2. The engine according to claim 1, wherein each dual wheel-shaped fan of the compressor, a respective single wheel-shape fan of the turbine and a respective driving axle sleeve form a group that is configured to rotate at a common speed and a common direction;

wherein the common direction of each group is opposite to the common direction of an adjacent group;

wherein the common speed of each group is different from the common speed of the adjacent group; and

wherein two adjacent dual wheel-shaped fans of the compressor form a compressor working stage and two adjacent single wheel-shaped fans of the turbine form a turbine working stage;

wherein the fan blades of the main wheel-shaped fan of the compressor and the auxiliary wheel-shaped fan of the compressor of a respective dual wheel-shaped fan of the compressor are aligned.

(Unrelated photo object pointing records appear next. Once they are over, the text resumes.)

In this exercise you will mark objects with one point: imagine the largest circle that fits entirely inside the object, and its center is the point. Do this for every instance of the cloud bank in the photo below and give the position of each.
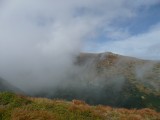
(38, 38)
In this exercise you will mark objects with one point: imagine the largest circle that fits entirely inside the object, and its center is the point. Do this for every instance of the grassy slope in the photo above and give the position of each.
(17, 107)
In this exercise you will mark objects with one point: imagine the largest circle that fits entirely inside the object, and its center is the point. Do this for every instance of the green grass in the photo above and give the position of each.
(17, 107)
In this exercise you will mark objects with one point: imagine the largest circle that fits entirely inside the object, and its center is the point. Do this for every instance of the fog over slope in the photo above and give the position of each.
(39, 39)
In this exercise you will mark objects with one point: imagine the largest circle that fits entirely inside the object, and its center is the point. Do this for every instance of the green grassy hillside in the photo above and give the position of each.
(111, 79)
(18, 107)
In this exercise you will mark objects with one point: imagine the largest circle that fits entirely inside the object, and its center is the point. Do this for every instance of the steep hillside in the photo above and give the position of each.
(111, 79)
(18, 107)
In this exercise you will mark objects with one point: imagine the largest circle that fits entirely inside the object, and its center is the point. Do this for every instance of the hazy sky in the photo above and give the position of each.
(38, 38)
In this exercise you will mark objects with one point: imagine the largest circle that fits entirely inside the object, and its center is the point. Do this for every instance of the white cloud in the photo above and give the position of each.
(146, 45)
(39, 37)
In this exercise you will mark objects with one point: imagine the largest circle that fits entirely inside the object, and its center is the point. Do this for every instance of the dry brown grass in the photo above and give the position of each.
(21, 114)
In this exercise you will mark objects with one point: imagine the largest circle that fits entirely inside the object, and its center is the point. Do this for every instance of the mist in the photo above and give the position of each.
(39, 39)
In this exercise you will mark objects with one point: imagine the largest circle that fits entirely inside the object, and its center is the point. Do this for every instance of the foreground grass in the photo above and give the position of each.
(17, 107)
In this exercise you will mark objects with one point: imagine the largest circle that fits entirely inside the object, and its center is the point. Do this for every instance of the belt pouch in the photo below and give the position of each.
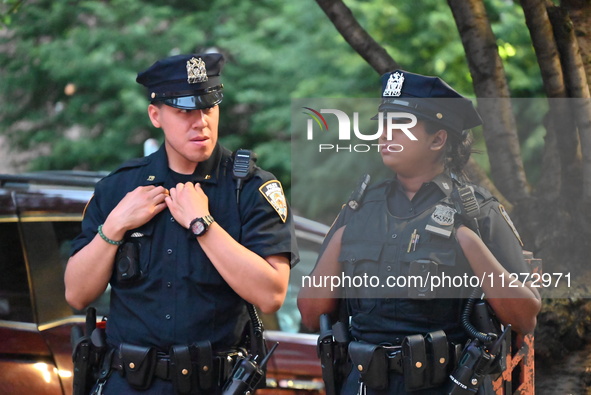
(203, 356)
(182, 374)
(414, 361)
(139, 364)
(439, 353)
(371, 362)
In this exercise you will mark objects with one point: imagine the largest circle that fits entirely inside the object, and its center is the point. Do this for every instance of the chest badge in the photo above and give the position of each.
(443, 215)
(441, 221)
(273, 192)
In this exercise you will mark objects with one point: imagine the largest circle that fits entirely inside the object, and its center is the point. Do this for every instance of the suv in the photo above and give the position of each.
(40, 214)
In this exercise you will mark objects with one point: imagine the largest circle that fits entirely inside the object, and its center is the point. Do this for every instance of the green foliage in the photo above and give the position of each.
(69, 71)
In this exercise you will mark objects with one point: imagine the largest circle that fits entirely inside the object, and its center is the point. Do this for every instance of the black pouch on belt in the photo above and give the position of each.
(414, 361)
(139, 364)
(371, 362)
(192, 368)
(438, 352)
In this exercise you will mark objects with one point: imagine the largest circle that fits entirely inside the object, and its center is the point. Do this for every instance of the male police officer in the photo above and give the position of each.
(182, 242)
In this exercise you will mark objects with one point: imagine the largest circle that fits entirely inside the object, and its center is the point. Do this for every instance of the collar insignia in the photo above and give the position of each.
(273, 192)
(196, 71)
(394, 85)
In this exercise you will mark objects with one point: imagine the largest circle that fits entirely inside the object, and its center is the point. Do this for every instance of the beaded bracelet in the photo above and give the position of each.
(105, 238)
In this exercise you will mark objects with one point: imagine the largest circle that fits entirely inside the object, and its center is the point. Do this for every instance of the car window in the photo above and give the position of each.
(15, 302)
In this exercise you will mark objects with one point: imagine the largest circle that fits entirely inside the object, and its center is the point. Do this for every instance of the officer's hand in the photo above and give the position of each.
(136, 208)
(187, 202)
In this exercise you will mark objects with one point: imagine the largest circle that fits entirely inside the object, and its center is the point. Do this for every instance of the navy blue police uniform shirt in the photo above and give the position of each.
(181, 298)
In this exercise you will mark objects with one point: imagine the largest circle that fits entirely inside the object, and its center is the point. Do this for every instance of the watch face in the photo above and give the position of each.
(198, 228)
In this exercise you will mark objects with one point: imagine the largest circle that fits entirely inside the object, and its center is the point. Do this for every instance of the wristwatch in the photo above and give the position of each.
(200, 225)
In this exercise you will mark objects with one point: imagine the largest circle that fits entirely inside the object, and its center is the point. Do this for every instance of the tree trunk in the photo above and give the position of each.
(342, 18)
(578, 90)
(490, 82)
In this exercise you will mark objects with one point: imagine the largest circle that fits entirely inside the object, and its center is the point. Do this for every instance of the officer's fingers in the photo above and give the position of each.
(160, 206)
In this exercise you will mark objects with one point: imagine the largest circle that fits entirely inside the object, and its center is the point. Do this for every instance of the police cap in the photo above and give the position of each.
(428, 98)
(189, 82)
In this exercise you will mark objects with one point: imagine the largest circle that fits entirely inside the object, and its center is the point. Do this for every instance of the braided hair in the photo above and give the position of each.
(458, 147)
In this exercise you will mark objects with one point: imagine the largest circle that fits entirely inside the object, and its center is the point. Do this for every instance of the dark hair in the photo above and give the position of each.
(458, 147)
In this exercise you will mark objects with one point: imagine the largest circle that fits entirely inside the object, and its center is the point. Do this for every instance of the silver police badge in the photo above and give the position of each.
(394, 85)
(273, 192)
(443, 215)
(196, 71)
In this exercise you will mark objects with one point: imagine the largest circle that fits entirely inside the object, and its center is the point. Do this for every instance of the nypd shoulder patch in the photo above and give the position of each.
(273, 192)
(510, 223)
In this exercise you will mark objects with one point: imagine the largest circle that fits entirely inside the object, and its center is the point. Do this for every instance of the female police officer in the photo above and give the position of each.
(191, 251)
(410, 226)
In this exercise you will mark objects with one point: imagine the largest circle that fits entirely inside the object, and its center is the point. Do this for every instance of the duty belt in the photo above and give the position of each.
(184, 365)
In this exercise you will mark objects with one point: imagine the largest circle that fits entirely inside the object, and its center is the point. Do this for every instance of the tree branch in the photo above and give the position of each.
(342, 18)
(489, 79)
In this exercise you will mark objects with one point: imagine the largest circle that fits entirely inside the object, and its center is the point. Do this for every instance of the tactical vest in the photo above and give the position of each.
(381, 248)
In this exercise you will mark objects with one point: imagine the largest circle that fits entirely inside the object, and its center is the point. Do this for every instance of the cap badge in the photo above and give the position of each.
(394, 85)
(196, 71)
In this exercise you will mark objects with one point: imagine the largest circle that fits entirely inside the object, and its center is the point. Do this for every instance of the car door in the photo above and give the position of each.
(26, 362)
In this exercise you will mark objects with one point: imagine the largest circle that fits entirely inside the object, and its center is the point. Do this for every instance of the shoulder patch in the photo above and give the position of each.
(510, 223)
(85, 207)
(273, 192)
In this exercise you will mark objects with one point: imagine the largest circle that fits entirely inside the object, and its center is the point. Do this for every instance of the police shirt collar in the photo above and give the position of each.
(157, 170)
(444, 181)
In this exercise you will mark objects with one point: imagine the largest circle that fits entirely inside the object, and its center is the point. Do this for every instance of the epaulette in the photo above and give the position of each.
(131, 164)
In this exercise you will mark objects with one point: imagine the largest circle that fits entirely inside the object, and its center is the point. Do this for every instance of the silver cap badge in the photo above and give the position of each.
(196, 71)
(394, 85)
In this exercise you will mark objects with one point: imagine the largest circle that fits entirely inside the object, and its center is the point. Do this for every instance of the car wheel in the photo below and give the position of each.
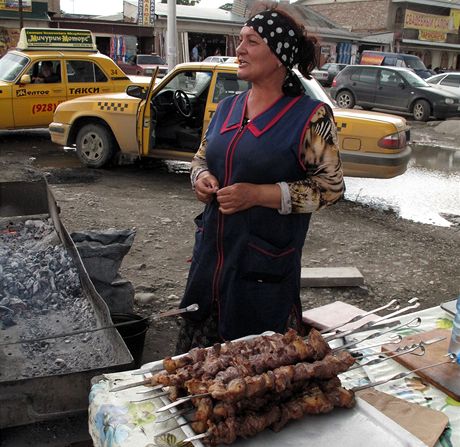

3. The engine according to claim 1, wherein a circular funnel shaped external framework with a lattice structure of the compressor or the turbine comprises the supporting disks, the disk-fixing bolts and the assembling bolt sets;

wherein a plurality of groups of ball bearings in the slide ways of the plurality of supporting disks support all the dual wheel-shaped fans of the compressor and all the single wheel-shaped fans of the turbine to rotate around an axis in a forward direction or a reverse direction on the circular funnel shaped external framework;

wherein the plurality of driving axle sleeves penetrate through a hollow area of the circular combustor and insert into respective wheel hubs of the plurality of dual wheel-shaped fans of the compressor and the plurality of single wheel-shaped fans of the turbine, and are suspended by the respective dual wheel-shaped fans of the compressor and the respective single wheel-shaped fans of the turbine;

wherein a double-sleeved structure arranged in a middle section of the engine is formed by an external casing of the circular combustor and an engine casing; and

wherein the compressor, the turbine and the double-sleeved structure are connected by the assembling bolt sets, forming an entire body of the engine.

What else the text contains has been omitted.